From the beaches of California, we travel to the non-place of exotica. Adjacent to Mike Love’s longing for escape through suggestive nostalgia, the nostalgia of Monster Rally is quite literal, constructed through producer Ted Feighen’s sampling of his “collection of [old] records, combining his interests in Hip-hop, Exotica, Tropicalia, and Soul.” From this combination, exotica has always stood out to me. Birthed from a 1957 album by Martin Denny, virtual record store Hip Wax calls exotica “a narrow slice of popular music or mood jazz, means very specifically tropical ersatz: the non-native, inauthentic experience of Oceania (Polynesia, Melanesia, Micronesia, and Southeast Asia).” Inauthentic is a key word here.
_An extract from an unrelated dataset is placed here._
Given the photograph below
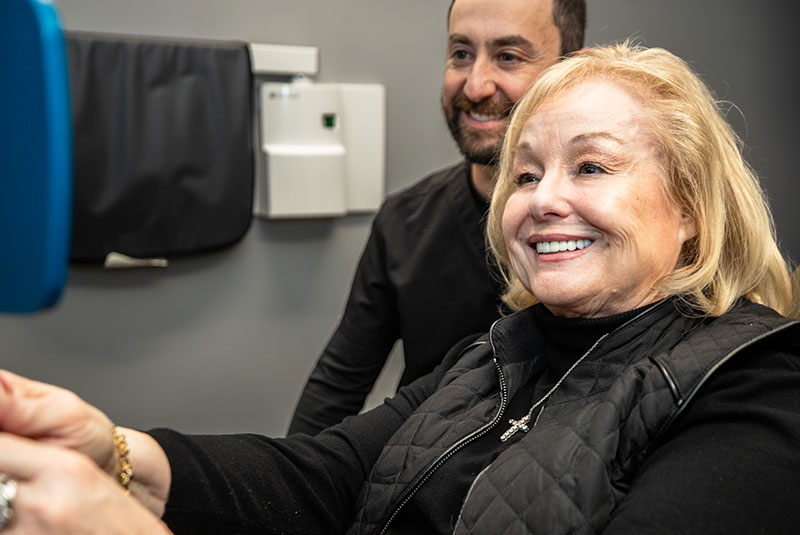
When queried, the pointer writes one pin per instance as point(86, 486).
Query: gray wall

Musicologist Phil Ford says exotica “sounds like movie music without the movie,” and without the the movie, there are no images to anchor the imagination, no real setting or people through which to trace the sounds. Now, we can look up the sites of appropriation, finding the roots of exotica’s “variety of instruments: conga, bongos, vibes, Indonesian and Burmese gongs, boo bams (bamboo sticks), Tahitian log, Chinese bell tree and Japanese kotos.” When first produced, however, Ford poses exotica as an invitation into the colonial white imagination, a place that can “conspire to make a kind of ethnographic pulp fiction” if not checked. It is the poison of vagueness when speaking of cultures with real people with real histories. It is the power of self-soothing delusion in music form. All brightly colored and warm as a bottle of spray-tan.
How to handle the pleasure I get when listening to Monster Rally, or even one of the original exotica offenders like Les Baxter, I do not know. How to curb the need to escape into fantasy when it feels as if the world is getting smaller. The saccharine siren song of this particular exotica is cut with actual tropicalia and hip hop beats, so at least it’s pulled from its original othering context, distorted, dressed up new. At least its collage is visible, I tell myself, and it doesn’t pretend to be a singular truth about the non-Western world. Those who needed no erzatz for tropical places made exotica music, too. Take the work of Yma Sumac, born Zoila Augusta Emperatriz Chávarri del Castillo, a Peruvian colorotura soprano.
I was once in love with a man who was obsessed with the music of Les Baxter. Seems fitting the love was unrequited. Now whenever I play “Cherry Blossoms” or anything other exotica-inspired tunes, I try to stay put, let the track weave through where I am. Let us repurpose and make the world out of the ceiling. This is the soundtrack for drifting and touching things absently, not being afraid to turn a carpeted floor into a dance floor. My friend told me that lately she realized she hasn’t stared off into space so much since she was a child. Me either, I told her. Newness can be achieved through stillness. I never knew how many things in my very own house have a texture. A smell. A sound.